Страница 39 из 45
С этим пакетом и вышли на открывшееся 5 марта в 8 часов 40 минут вечера совместное заседание Пленума ЦК КПСС, Совета Министров СССР и Президиума Верховного Совета СССР. Сталин еще дышал. На заседании отсутствовал единственный «потенциальный союзник» отца – Булганин, Берия попросил его остаться у постели умирающего на даче. Но это мало что меняло, отец знал: Булганин не борец, он без колебаний станет на сторону победителя, а победитель сегодня – Берия.
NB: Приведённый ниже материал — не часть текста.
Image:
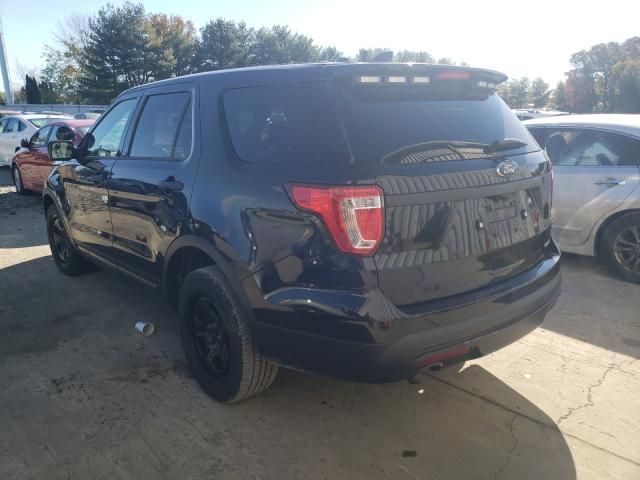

Председательствовал на заседании отец, но его председательствование сводилось к предоставлению трибуны выступавшим. Именно в такой роли Берия хотел бы видеть его и в будущем. Отец считал, что председательский колокольчик – еще не власть, но ее символ, символ для всех присутствовавших в зале. На большее пока расcчитывать не приходилось.
Первым с информацией о здоровье, точнее о неминуемой, с минуты на минуту, кончине Сталина, выступил министр здравоохранения СССР Андрей Федорович Третьяков. Его назначили совсем недавно, 27 января 1953 года. До того он служил директором Центрального института курортологии. В министерском кресле Третьяков сменил Ефима Ивановича Смирнова, медика-генерала, прослужившего в армии двадцать лет, дослужившегося до начальника медслужбы Красной армии. Смирнов к тому времени проработал министром около шести лет, проявил себя хорошим организатором, но Сталин ему больше не доверял. Набирало силу «дело врачей», и Сталин подбирал угодный ему контингент.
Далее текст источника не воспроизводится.